Experimental evaluations on AlpacaEval, a benchmark with 805 instruction-following prompts, show promising results. Planned Diffusion achieves a Pareto-optimal trade-off between quality and latency. It demonstrated a speedup of 1.27x to 1.81x over pure autoregressive generation, with only a minimal drop in quality (0.87% to 5.4% in win rate). This means users get their answers much faster without a significant compromise on the output quality.
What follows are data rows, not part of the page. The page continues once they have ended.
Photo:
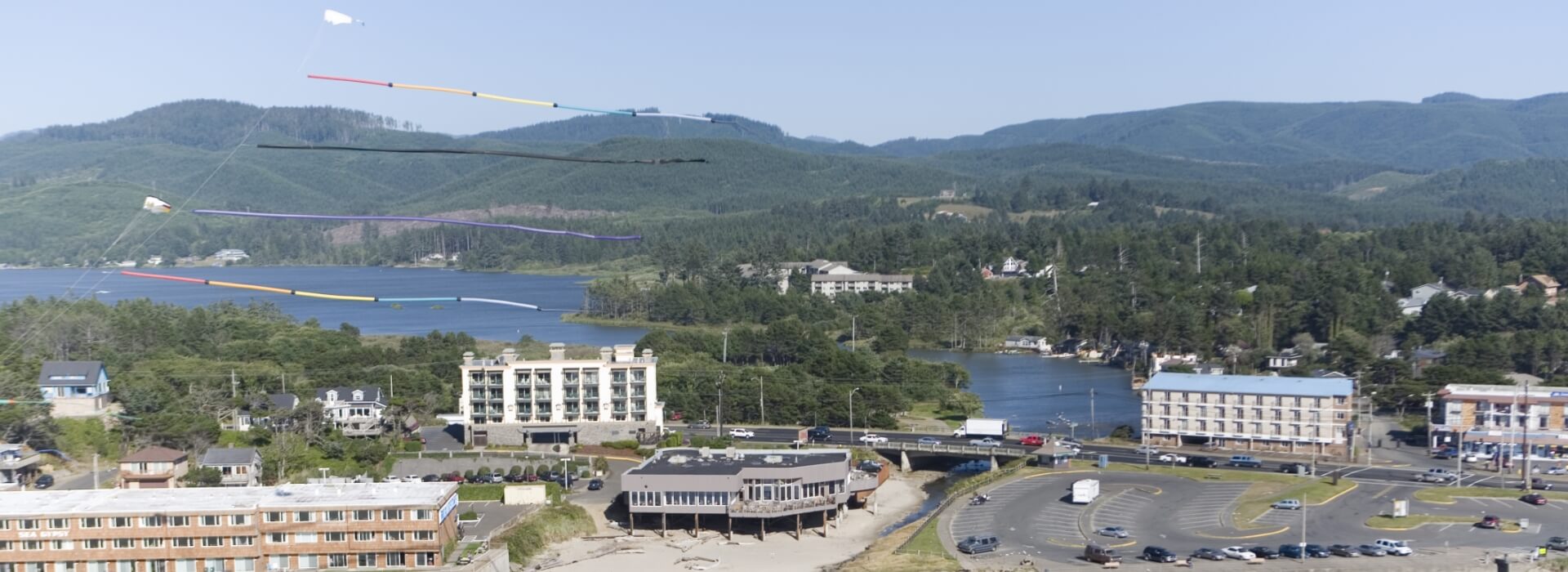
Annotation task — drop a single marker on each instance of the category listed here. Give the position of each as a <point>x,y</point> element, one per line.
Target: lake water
<point>1032,392</point>
<point>485,322</point>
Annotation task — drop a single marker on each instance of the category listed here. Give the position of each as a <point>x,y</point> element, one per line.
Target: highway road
<point>1358,472</point>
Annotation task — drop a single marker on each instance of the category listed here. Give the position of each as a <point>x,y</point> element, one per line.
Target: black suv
<point>1157,555</point>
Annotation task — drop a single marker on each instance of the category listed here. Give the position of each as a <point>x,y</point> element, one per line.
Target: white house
<point>356,411</point>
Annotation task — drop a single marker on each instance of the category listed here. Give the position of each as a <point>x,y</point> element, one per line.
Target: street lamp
<point>852,414</point>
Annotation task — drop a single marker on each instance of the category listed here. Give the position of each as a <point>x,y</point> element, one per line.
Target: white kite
<point>334,18</point>
<point>157,206</point>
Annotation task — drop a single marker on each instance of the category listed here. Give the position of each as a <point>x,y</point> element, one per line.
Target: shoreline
<point>780,552</point>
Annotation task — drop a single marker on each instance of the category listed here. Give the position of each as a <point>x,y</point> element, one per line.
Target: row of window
<point>235,565</point>
<point>1242,400</point>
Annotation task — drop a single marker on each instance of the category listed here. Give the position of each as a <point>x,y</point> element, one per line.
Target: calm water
<point>1039,394</point>
<point>485,322</point>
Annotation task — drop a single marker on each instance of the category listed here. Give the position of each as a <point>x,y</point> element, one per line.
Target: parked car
<point>1288,505</point>
<point>1208,553</point>
<point>1237,553</point>
<point>978,544</point>
<point>1114,532</point>
<point>1371,551</point>
<point>1392,547</point>
<point>1157,555</point>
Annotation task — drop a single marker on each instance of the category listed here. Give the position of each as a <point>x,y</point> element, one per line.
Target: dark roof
<point>154,455</point>
<point>229,457</point>
<point>690,461</point>
<point>347,394</point>
<point>69,373</point>
<point>283,401</point>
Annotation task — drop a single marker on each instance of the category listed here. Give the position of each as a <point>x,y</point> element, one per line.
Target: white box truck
<point>982,428</point>
<point>1085,491</point>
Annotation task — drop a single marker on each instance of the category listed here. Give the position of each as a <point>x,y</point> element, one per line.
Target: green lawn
<point>1448,494</point>
<point>1387,522</point>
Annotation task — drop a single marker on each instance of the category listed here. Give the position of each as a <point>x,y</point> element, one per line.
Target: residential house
<point>153,467</point>
<point>356,411</point>
<point>240,466</point>
<point>18,466</point>
<point>1285,360</point>
<point>74,389</point>
<point>1024,342</point>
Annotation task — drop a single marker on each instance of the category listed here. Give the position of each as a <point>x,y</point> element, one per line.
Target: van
<point>1245,461</point>
<point>978,544</point>
<point>1099,555</point>
<point>1394,547</point>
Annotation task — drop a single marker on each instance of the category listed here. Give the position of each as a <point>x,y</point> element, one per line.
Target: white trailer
<point>982,428</point>
<point>1085,491</point>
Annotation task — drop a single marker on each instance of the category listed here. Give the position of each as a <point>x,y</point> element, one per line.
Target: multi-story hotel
<point>1499,420</point>
<point>1249,413</point>
<point>292,527</point>
<point>511,401</point>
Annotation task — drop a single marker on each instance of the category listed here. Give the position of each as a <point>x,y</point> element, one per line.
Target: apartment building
<point>511,401</point>
<point>742,485</point>
<point>292,527</point>
<point>1249,413</point>
<point>1499,420</point>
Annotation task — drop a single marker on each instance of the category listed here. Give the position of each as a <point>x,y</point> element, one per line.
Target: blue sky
<point>866,71</point>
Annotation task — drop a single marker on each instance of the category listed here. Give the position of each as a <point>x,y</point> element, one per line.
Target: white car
<point>1237,553</point>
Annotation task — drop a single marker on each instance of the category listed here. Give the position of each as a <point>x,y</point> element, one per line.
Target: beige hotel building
<point>291,527</point>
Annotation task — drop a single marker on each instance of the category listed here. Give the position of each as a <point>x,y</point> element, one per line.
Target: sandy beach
<point>782,552</point>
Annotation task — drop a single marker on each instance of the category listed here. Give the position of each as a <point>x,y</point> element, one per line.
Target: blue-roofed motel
<point>1249,413</point>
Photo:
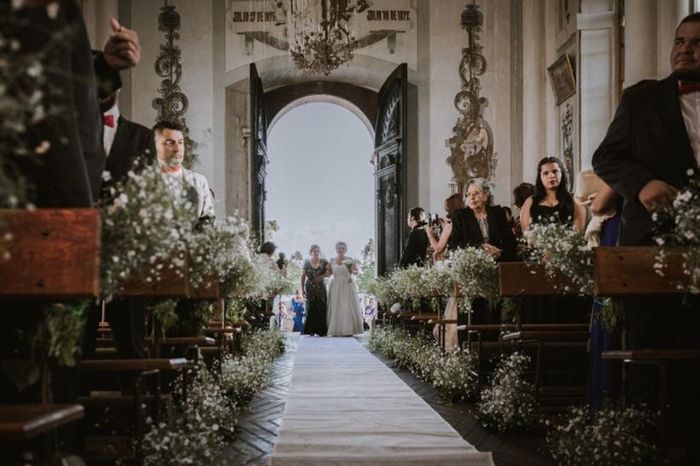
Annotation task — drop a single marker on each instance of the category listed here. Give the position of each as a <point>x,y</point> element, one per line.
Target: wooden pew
<point>629,271</point>
<point>20,423</point>
<point>518,279</point>
<point>53,253</point>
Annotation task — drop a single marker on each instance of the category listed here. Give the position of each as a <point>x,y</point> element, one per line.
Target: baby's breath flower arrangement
<point>243,376</point>
<point>452,374</point>
<point>381,288</point>
<point>685,215</point>
<point>143,230</point>
<point>408,283</point>
<point>564,252</point>
<point>22,83</point>
<point>438,281</point>
<point>510,400</point>
<point>475,273</point>
<point>197,429</point>
<point>611,436</point>
<point>214,251</point>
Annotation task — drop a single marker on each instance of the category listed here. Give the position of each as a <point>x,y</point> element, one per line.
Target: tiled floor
<point>259,425</point>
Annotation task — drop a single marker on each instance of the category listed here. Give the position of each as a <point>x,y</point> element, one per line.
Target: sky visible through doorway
<point>320,184</point>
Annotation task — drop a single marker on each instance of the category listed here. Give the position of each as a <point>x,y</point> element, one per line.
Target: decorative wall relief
<point>567,132</point>
<point>173,103</point>
<point>471,145</point>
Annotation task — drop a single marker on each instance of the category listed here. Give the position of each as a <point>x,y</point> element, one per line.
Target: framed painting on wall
<point>561,75</point>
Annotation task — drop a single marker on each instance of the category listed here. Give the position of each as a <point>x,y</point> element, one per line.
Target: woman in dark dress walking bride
<point>314,271</point>
<point>344,312</point>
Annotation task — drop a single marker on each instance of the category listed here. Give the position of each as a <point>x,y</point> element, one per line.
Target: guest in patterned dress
<point>314,271</point>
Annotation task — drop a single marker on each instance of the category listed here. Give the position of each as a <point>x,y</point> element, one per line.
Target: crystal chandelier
<point>322,47</point>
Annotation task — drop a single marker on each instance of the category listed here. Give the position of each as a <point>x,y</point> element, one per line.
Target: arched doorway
<point>250,108</point>
<point>319,182</point>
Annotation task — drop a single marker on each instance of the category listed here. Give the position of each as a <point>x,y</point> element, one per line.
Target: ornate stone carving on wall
<point>173,103</point>
<point>471,145</point>
<point>567,132</point>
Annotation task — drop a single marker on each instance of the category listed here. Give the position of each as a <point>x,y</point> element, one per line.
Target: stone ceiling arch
<point>360,101</point>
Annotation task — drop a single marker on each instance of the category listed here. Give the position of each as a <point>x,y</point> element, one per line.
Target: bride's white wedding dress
<point>344,312</point>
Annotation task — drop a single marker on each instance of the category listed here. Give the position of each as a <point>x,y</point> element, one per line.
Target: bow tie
<point>686,87</point>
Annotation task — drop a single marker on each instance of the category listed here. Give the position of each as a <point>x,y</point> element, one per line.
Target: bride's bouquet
<point>349,263</point>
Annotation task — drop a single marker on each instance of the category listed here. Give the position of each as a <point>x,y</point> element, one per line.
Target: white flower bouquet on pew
<point>216,251</point>
<point>475,273</point>
<point>684,215</point>
<point>144,230</point>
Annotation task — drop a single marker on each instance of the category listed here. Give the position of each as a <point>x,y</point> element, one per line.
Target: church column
<point>597,89</point>
<point>640,41</point>
<point>534,87</point>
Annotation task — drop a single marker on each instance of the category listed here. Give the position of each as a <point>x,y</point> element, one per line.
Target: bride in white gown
<point>344,312</point>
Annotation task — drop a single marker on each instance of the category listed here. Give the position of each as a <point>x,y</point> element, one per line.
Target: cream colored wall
<point>196,43</point>
<point>447,38</point>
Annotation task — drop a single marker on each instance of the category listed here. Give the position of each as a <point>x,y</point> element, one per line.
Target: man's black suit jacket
<point>416,246</point>
<point>68,174</point>
<point>132,143</point>
<point>466,231</point>
<point>646,140</point>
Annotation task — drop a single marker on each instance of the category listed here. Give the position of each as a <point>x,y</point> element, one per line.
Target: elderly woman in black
<point>483,225</point>
<point>417,243</point>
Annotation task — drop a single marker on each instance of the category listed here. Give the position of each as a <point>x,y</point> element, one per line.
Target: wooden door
<point>390,164</point>
<point>258,155</point>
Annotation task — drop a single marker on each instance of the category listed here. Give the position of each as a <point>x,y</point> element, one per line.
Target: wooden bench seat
<point>26,421</point>
<point>541,335</point>
<point>132,365</point>
<point>652,355</point>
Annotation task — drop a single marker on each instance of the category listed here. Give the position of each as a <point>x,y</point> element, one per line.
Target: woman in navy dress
<point>312,275</point>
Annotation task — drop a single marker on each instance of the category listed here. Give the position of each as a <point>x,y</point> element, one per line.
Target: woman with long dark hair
<point>552,202</point>
<point>417,243</point>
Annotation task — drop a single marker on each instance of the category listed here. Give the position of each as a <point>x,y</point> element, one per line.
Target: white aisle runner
<point>346,407</point>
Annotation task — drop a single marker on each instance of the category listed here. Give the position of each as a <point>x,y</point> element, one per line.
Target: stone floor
<point>259,425</point>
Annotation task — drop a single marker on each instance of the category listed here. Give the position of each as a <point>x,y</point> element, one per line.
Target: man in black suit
<point>128,146</point>
<point>653,140</point>
<point>651,144</point>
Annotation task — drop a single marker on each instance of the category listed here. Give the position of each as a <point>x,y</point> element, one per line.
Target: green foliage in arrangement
<point>611,436</point>
<point>198,427</point>
<point>59,335</point>
<point>509,402</point>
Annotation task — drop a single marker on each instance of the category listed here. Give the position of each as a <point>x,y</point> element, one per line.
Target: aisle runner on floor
<point>346,407</point>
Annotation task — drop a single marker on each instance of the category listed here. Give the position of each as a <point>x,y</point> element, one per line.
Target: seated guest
<point>443,243</point>
<point>551,201</point>
<point>417,243</point>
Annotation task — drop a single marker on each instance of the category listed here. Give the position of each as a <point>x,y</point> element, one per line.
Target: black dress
<point>316,299</point>
<point>558,309</point>
<point>416,246</point>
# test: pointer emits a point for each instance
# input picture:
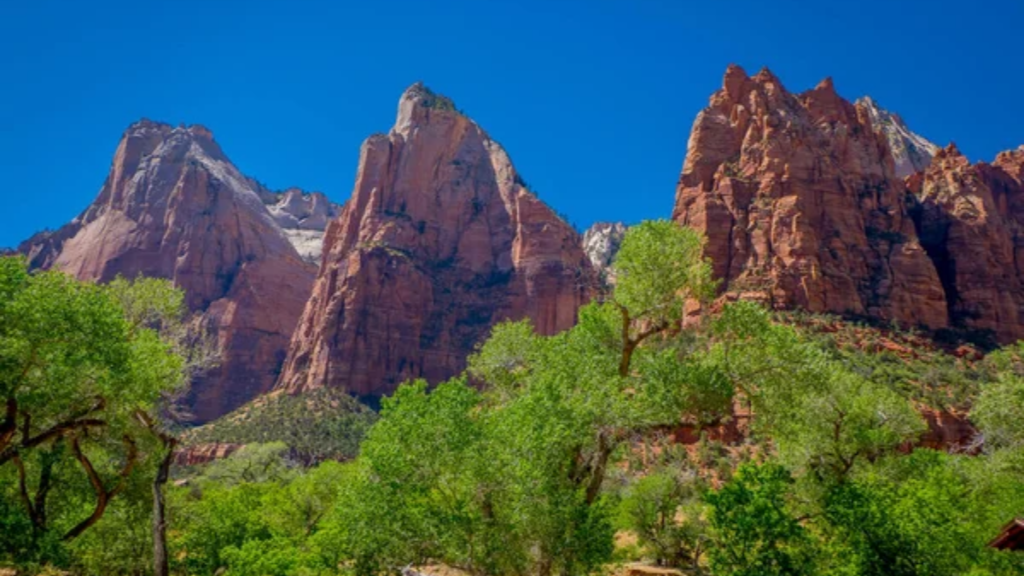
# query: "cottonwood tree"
(74, 373)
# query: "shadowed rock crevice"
(438, 242)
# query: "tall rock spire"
(911, 153)
(801, 204)
(174, 206)
(439, 241)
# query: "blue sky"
(593, 99)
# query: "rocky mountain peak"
(911, 153)
(798, 199)
(419, 106)
(174, 206)
(601, 243)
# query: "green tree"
(73, 373)
(754, 531)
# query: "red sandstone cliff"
(438, 242)
(971, 220)
(173, 206)
(799, 200)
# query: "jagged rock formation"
(303, 216)
(801, 204)
(601, 243)
(911, 153)
(438, 241)
(204, 453)
(971, 220)
(174, 206)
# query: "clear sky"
(593, 99)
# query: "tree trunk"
(160, 564)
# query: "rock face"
(438, 242)
(205, 453)
(303, 216)
(911, 153)
(971, 220)
(174, 206)
(601, 243)
(801, 204)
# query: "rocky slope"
(174, 206)
(911, 153)
(601, 243)
(303, 216)
(971, 220)
(438, 241)
(801, 204)
(803, 207)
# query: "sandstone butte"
(802, 207)
(438, 242)
(174, 206)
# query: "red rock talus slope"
(173, 206)
(438, 242)
(798, 197)
(971, 219)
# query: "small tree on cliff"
(509, 482)
(158, 306)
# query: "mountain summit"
(439, 241)
(173, 206)
(911, 153)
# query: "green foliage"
(753, 530)
(322, 424)
(657, 266)
(667, 512)
(76, 368)
(999, 411)
(255, 513)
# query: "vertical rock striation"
(801, 204)
(911, 153)
(174, 206)
(971, 220)
(438, 242)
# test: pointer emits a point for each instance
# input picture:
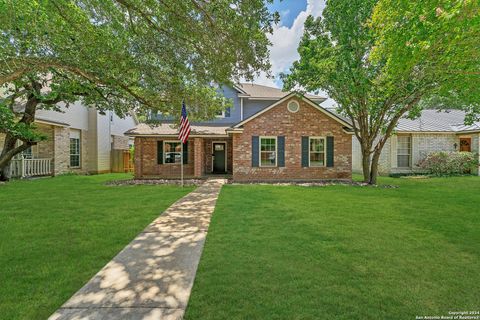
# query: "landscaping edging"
(134, 182)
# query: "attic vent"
(293, 106)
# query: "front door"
(465, 144)
(219, 158)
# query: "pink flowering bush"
(446, 163)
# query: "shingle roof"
(169, 129)
(437, 121)
(264, 92)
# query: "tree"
(382, 60)
(123, 55)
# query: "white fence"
(23, 168)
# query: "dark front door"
(465, 144)
(219, 158)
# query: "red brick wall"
(146, 160)
(209, 152)
(278, 121)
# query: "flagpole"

The speedup is largely attributed to a shorter ‘critical path’ of generation. Because multiple parts of the text are generated in parallel, the total number of sequential steps required is significantly reduced. The study also found that Planned Diffusion continues to improve with more training, unlike autoregressive baselines which tend to plateau.
Also Read:
- Saber: A Smart Sampling Approach for Faster, Higher-Quality Code Generation with Diffusion Language Models
- Enhancing Language Models with Soft-Masking for Improved Generation
Flexible Control
Another notable aspect is the flexibility it offers. Users can adjust runtime parameters like the ‘step ratio’ (which determines the number of denoising steps relative to span length) and a ‘confidence threshold’ for decoding. These ‘knobs’ allow for fine-tuned control over the balance between generation speed and output quality, enabling users to prioritize one over the other based on their specific needs.
This innovative hybrid architecture, detailed further in the research paper, presents a practical path toward developing faster and more efficient large language models, pushing the boundaries of what’s possible in text generation.